Moderniser pour orchestrer, pas seulement pour migrer
La réussite de cette stratégie suppose enfin une modernisation technologique et organisationnelle cohérente. Déplacer la complexité historique vers de nouveaux environnements sans revoir les modes de fonctionnement ne suffira pas. Les banques ont besoin d’architectures modulaires, cloud-enabled et composables, capables de partager les données de manière sécurisée, de connecter rapidement des partenaires et de lancer de nouveaux services sans délais excessifs.
Mais la technologie seule ne résoudra pas le problème. Les équipes produit, data, risque, conformité, design et technologie doivent travailler ensemble autour de résultats clients, et non en séquence autour de silos internes. Les banques européennes qui sauront aligner leur gouvernance, leurs capacités techniques et leur stratégie d’écosystème seront mieux placées pour transformer l’ouverture réglementaire en pertinence commerciale.
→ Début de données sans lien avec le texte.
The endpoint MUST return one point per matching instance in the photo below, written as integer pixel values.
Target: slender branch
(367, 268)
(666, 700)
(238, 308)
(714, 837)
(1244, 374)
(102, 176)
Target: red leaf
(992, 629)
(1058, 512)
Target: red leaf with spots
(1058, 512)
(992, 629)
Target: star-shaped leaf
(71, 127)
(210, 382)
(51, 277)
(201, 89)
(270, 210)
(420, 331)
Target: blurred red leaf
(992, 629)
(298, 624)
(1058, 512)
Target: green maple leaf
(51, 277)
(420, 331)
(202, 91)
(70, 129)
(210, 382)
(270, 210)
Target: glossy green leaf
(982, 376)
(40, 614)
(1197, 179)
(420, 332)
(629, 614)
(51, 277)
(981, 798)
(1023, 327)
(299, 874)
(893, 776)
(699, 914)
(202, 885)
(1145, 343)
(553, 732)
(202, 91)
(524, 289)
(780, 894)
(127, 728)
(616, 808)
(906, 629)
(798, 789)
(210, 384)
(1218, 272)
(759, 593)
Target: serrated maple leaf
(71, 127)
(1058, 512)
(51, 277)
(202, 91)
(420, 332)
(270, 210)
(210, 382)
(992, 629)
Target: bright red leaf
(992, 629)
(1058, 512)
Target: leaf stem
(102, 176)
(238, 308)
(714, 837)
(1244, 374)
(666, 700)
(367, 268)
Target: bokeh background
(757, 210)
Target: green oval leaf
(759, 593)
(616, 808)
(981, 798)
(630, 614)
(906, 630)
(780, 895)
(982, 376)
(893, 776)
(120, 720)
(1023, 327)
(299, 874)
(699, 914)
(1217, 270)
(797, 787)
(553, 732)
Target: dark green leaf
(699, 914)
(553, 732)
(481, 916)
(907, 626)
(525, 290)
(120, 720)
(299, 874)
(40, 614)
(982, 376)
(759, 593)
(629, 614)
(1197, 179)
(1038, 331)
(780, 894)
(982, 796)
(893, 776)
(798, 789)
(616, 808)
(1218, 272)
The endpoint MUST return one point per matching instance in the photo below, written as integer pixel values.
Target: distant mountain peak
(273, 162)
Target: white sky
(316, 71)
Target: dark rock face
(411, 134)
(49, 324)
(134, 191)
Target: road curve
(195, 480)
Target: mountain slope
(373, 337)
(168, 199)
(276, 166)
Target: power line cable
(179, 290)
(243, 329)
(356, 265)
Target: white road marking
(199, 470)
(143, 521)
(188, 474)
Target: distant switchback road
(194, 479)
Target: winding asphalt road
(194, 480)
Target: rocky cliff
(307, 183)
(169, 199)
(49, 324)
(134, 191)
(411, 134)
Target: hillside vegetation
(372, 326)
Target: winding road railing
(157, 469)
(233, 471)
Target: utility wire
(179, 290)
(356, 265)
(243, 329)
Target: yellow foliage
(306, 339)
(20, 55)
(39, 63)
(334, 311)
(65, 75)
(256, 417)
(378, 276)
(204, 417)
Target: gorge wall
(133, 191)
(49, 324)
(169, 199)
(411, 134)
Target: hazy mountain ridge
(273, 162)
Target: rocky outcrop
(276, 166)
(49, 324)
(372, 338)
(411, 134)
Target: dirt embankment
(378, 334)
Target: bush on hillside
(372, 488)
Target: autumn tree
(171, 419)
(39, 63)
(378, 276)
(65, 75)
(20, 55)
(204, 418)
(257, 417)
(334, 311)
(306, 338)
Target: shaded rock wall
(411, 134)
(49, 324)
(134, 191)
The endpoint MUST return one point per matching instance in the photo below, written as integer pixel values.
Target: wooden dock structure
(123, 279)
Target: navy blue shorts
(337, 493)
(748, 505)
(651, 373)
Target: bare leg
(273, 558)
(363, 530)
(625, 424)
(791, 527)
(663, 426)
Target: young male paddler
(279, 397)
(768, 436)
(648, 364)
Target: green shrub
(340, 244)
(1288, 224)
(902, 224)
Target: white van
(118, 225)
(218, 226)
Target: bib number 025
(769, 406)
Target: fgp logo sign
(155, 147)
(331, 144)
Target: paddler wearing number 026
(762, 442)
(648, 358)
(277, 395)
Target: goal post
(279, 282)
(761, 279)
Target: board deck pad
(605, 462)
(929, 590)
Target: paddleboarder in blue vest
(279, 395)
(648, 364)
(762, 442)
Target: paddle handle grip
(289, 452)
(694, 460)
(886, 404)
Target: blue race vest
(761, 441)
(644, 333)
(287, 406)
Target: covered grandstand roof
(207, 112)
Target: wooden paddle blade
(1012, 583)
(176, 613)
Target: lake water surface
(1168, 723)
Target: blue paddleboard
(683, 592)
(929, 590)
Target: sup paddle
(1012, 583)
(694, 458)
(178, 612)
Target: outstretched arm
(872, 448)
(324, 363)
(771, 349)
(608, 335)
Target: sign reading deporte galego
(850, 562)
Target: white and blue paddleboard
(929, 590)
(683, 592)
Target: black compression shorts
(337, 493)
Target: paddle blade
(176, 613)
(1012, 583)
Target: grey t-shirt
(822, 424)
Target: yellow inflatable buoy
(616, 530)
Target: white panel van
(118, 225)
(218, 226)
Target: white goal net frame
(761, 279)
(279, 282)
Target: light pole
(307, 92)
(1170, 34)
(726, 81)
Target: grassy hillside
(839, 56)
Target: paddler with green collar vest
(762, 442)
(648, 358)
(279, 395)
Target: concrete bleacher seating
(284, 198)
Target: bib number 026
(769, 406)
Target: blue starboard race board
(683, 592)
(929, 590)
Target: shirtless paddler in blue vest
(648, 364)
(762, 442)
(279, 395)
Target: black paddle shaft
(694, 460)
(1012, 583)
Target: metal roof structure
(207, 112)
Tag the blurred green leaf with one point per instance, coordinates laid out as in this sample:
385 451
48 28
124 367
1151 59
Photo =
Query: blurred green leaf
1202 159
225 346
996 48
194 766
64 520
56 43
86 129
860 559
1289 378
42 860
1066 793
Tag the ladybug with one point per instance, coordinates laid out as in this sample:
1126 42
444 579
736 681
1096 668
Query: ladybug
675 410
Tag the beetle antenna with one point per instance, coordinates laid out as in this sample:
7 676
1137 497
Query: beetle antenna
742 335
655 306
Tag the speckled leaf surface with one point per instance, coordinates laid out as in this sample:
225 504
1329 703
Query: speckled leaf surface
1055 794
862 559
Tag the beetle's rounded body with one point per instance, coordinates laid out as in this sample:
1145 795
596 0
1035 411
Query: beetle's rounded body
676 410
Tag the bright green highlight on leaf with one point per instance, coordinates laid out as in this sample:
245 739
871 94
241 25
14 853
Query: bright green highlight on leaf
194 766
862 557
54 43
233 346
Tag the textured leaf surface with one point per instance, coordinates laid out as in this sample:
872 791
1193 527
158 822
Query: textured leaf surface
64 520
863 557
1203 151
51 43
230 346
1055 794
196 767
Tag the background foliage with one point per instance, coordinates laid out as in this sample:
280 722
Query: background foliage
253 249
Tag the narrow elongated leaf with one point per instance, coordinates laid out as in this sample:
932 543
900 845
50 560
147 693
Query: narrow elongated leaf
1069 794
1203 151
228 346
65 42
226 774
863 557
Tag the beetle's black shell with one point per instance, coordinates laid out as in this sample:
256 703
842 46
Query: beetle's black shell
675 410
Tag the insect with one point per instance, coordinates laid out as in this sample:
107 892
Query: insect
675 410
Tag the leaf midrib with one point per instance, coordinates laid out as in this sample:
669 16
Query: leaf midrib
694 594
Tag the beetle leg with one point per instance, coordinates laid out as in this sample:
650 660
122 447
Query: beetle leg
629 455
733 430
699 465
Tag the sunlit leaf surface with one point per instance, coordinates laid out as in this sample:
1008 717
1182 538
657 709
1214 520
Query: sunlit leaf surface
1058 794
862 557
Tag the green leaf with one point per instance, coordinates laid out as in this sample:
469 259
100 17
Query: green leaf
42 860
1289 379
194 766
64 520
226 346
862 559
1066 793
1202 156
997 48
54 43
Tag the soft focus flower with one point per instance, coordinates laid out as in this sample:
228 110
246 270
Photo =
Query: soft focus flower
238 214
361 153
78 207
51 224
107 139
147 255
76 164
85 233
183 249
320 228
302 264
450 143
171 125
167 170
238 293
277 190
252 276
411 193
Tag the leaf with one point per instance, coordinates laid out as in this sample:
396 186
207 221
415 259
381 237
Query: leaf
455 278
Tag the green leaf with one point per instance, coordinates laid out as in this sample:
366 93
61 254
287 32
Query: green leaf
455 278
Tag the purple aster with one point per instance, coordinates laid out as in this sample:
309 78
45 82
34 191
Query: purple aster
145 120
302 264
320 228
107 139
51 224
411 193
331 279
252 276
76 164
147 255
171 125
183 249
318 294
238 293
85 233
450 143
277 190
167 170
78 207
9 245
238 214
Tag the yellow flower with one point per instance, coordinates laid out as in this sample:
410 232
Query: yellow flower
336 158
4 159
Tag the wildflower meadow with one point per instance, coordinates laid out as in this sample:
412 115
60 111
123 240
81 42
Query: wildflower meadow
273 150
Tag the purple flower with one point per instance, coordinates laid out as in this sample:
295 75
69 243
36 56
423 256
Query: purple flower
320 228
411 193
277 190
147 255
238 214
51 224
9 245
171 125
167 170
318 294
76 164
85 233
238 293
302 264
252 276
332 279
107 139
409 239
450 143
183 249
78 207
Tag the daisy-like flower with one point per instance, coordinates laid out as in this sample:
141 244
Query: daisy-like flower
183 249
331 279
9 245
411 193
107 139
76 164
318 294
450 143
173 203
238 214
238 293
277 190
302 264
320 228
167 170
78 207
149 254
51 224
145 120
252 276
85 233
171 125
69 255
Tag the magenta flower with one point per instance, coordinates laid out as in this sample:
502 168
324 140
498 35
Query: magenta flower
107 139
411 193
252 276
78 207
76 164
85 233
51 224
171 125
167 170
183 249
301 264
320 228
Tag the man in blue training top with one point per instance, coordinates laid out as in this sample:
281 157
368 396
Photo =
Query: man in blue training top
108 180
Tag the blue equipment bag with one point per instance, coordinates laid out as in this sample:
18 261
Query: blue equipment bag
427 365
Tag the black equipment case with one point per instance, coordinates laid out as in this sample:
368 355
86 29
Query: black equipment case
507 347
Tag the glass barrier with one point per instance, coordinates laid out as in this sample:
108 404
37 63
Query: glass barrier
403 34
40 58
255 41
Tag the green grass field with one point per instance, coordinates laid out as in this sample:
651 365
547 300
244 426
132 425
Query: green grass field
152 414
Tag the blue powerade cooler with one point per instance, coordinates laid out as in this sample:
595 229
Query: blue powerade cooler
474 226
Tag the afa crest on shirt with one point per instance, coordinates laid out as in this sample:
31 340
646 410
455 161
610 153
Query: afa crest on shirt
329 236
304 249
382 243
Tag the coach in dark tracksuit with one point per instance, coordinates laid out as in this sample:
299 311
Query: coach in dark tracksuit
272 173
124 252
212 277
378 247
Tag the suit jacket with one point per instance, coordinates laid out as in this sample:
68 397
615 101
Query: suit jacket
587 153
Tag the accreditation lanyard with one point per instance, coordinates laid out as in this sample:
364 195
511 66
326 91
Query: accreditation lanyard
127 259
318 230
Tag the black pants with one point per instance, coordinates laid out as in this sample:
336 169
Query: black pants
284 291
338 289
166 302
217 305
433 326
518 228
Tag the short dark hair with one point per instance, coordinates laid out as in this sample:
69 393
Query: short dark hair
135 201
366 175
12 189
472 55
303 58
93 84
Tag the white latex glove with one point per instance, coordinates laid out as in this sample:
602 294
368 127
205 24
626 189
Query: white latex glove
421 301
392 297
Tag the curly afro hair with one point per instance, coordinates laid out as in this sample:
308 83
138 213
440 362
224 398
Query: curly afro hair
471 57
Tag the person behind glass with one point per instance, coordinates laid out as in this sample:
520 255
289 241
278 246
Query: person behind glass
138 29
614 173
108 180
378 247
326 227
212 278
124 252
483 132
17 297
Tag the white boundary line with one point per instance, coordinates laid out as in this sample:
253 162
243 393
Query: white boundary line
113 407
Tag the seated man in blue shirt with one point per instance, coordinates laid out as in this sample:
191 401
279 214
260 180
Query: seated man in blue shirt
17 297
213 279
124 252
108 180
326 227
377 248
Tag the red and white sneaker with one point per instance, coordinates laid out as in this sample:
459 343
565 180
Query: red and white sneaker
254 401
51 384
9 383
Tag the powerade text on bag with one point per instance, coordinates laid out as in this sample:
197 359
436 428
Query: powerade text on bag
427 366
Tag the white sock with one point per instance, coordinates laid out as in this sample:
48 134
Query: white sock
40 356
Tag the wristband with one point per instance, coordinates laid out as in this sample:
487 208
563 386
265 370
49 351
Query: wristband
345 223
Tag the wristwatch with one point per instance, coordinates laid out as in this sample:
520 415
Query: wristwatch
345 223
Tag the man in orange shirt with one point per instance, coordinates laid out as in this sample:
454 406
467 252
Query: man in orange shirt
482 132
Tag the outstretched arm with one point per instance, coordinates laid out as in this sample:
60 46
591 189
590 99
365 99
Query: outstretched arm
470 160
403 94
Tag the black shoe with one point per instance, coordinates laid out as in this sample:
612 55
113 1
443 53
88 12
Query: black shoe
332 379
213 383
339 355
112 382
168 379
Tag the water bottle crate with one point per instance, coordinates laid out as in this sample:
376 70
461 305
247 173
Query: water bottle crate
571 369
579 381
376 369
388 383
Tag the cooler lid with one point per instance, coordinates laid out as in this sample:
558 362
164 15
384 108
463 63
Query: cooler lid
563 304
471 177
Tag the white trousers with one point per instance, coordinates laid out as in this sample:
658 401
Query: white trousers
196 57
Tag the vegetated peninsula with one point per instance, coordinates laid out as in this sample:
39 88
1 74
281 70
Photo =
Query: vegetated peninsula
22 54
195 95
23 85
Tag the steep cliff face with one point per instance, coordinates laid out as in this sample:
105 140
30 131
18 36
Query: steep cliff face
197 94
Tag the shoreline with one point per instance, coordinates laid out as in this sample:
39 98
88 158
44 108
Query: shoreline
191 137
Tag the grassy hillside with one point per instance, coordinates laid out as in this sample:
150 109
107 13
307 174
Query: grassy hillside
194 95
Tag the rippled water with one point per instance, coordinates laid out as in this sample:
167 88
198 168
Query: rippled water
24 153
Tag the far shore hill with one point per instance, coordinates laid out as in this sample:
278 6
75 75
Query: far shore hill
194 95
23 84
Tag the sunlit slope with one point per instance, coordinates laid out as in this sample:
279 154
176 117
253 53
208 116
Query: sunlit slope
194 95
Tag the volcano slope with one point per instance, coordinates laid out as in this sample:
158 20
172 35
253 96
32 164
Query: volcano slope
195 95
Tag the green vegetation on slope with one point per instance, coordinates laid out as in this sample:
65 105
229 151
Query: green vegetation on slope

Ce que les dirigeants bancaires européens doivent faire maintenant
Pour la direction générale, l’agenda est désormais clair :
- définir une stratégie d’écosystème alignée sur les parcours clients les plus prioritaires ;
- faire évoluer les API réglementaires vers des API produits à forte valeur d’usage ;
- sélectionner des partenaires capables d’apporter un contexte complémentaire, pas seulement une technologie ;
- concevoir des parcours de consentement transparents, compréhensibles et réversibles ;
- moderniser l’architecture et les modes opératoires pour gagner en modularité et en vitesse ;
- mesurer les résultats en termes d’adoption, d’engagement, de revenus, de réduction de friction et de valeur client — pas seulement en nombre d’API publiées.
En Europe, l’open banking a déjà fait tomber une barrière essentielle : celle de l’accès. Le prochain avantage compétitif appartiendra aux banques capables de transformer cet accès en services réellement utiles, en partenariats intelligents et en expériences que les clients regretteraient de perdre. L’avenir n’appartient pas aux établissements qui se contentent d’être ouverts, mais à ceux qui savent orchestrer l’ouverture pour créer de la valeur durable.